December 10, 2010
Smart Reader is a text classifier that uses a naive Bayes algorithm with a trained language model to recognize the category to which a text file belongs by computing the probabilities of all its features.
- I used a Bayesian network to create a bag-of-words model of 23,357 conditionally independent features per category.
- The naive Bayes algorithm assumes that the probabilities are conditionally independent even if they are not, hence the term naive.
- I used Laplacian smoothing to account for features that were absent from the training data set to create a more complete, and hopefully accurate, model.
Statistical algorithms and Bayesian networks are emerging as an effective way to solve AI problems in general and specifically those in natural language. They are used to recognize speech by inferring hidden Markov models and in text classification tasks such as language identification, spam filtering, sentiment analysis for film or product reviews, as well as text mining and machine learning.
Technology Used Block Diagram
Evaluation of Results
I was able to correctly classify 7 out of 10 test files which are similar to the ones on which the classifier was trained. I expect its accuracy to decrease as the text it's classifying differs from the training set for two reasons. First, the training set consists of Reuters' newswires; therefore, the language model does not consider categories that are inconsistent with the 78 business wire ones. Second, this classifier does not account for words it has not seen previously and therefore does not learn. It throws away features that were not included in the training data set.

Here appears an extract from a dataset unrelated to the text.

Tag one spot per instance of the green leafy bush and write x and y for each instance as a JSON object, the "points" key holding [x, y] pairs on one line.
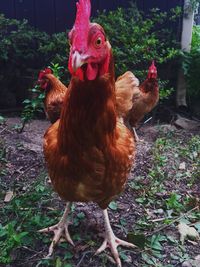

This project forced me to carefully evaluate the benefits of the naive Bayes approach to text classification. I realized that the entire process is dependent upon the data set. This inductive approach is valid as it allows for accurate language models given enough data. However, after listening to Marvin Minsky's talk I doubt that it could be considered truly intelligent as there is not anything in the algorithm or model that expects a particular outcome. It merely yields the most likely one.